Per vendere la produzione si servì delle conoscenze a corte del defunto marito (Castel). Di corti in Francia (parlo di una italiana completamente francesizzata) ce ne era più di una: quella del re, quella dei fratelli del re - tra cui il duca di Borgogna - del nipote del re (Luigi di Orleans protetto dal conte di Armagnac) ecc.
Tra tanti possibili ricchi acquirenti - la Nostra si barcamenava tra gli opposti - per avere una decorosa fonte di reddito bisognava produrre molto.
Cosa che la Nostra fece: si organizzò un atelier con diversi copisti amanuensi che miniavano deliziosamente i suoi manoscritti non facendo mai mancare la immagine dell'Autrice con un sobrio elegante abito da lavoro blue reale.
La personalità di cui vo' cianciando si chiamava Cristina da Pozzano località bolognese di paterna origine ma per la storia è Christine de Pizan (lo storico Le Goff la chiama Cristina da Pisano) considerato che visse ed operò nella Francia del XIV secolo. Donna fuori dell'ordinario a partire dall'educazione familiare. Affrontò la vedovanza determinata a difendere i propri interessi economici ed a difendere la femminilità in ogni accezione (nobili borghesi prostitute) senza cadere in eccessi da suffragette.
Che i tempi misogini ed i costumi non lo avrebbero permesso.
Qualche momento di cedimento lo ebbe. Dice in una celebre ballata: “Sono sola, e sola voglio rimanere/sola, mi ha lasciato il mio dolce amico,/sola, senza compagno né maestro,/sola, triste e dolente,/sola, languo sofferente,/smarrita come nessuna/sola, senza più amico./Sola, alla porta o alla finestra./sola nascosta in un angolo,/sola, mi nutro di lacrime,/sola. dolente o quieta./sola. non c'è nulla di più triste./sola, chiusa nella mia stanza/sola, senza più amico/Sola ovunque e in ogni luogo;/sola, che io vada o che rimanga,/sola, più di ogni altra creatura,/sola abbandonata da tutti,/sola, duramente umiliata,/sola, sovente tutta in lacrime,/sola, Principi, iniziata è la mia pena/sono sola, minacciata dal dolore,/sola, più nera del nero/sola, senza più amico."

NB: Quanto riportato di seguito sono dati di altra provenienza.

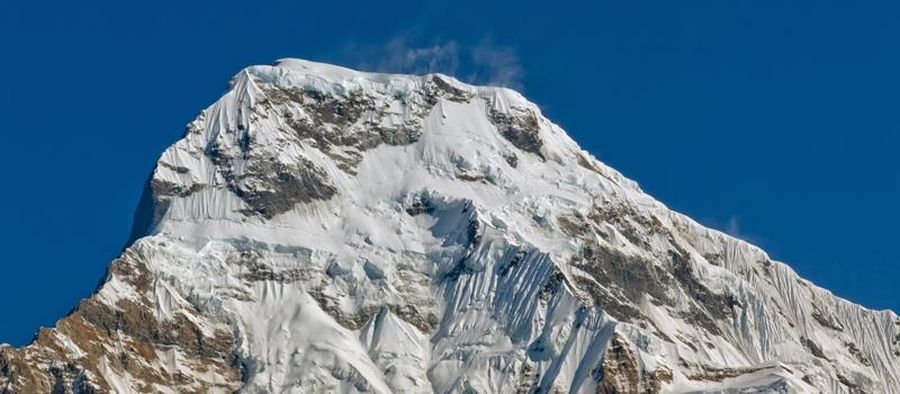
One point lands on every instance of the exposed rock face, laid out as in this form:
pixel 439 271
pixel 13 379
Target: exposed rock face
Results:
pixel 319 229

Tali alti lai erano prodromi di una ricerca amorosa? Giammai! "Oh, Dame fuggite, fuggite il folle amore che vi propongono. Fuggite! In nome di Dio, fuggite! Non ne può venire niente di buono, siate certe. E non sperate il contrario, perché non può essere altrimenti. (Da "La città delle dame").
La difesa della calpestata femminilità (da Aristotele ad Agostino a Tommaso passando per la Scolastica fino ai suoi tempi) aveva generato la misantropia.

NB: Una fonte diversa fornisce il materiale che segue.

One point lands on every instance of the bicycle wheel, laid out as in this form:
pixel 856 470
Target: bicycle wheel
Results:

Fiera ed efficace polemista per forza di cose, direi quasi per difesa personale contro autorevoli accademici: dal coautore del Roman de la rose, un best seller, a Mateolo (un detrattore maldicente) che contava meno ma faceva audience.
Costruiamo - dice Christine - una città per sole donne, una città rifugio ideale, un luogo della mente e vi terremo donne sapienti virtuose eroine sante (Vergine in testa) che la storia o la religione o la letteratura (Boccaccio) ci hanno tramandato. lnnalziamo una cinta di mura a difesa dai pregiudizi, contro la misoginia anche fllosofica dominante!
Un altro momento di cedimento Christine de Pizan lo ebbe quando vide la Francia insanguinata dalla guerra civile (Armagnacchi contro Borgognoni) cui si aggiunse la guerra dei Cent'anni (1339-1453) per le pretese inglesi. Si ritirò in convento senza farsi suora. Ne uscì e riprese a scrivere quando Carlo Vll fu incoronato re grazie a Giovanna d'Arco e le speranze dell'Autrice in un mondo migliore erano rinverdite. Ormai il suo tempo era finito. Morì a 55 anni (era nata nel 1365) prima che ardesse il rogo della Pulzella (30 maggio 1431).
(Maria Giuseppina Muzzarelli, Un'italiana alla corte di Francia - Christine de Pizan intellettuale e donna, ll Mulino pag. 160, € 13,50 - Christine de Pizan, La città delle dame, Lunì editore, Fuori commercio).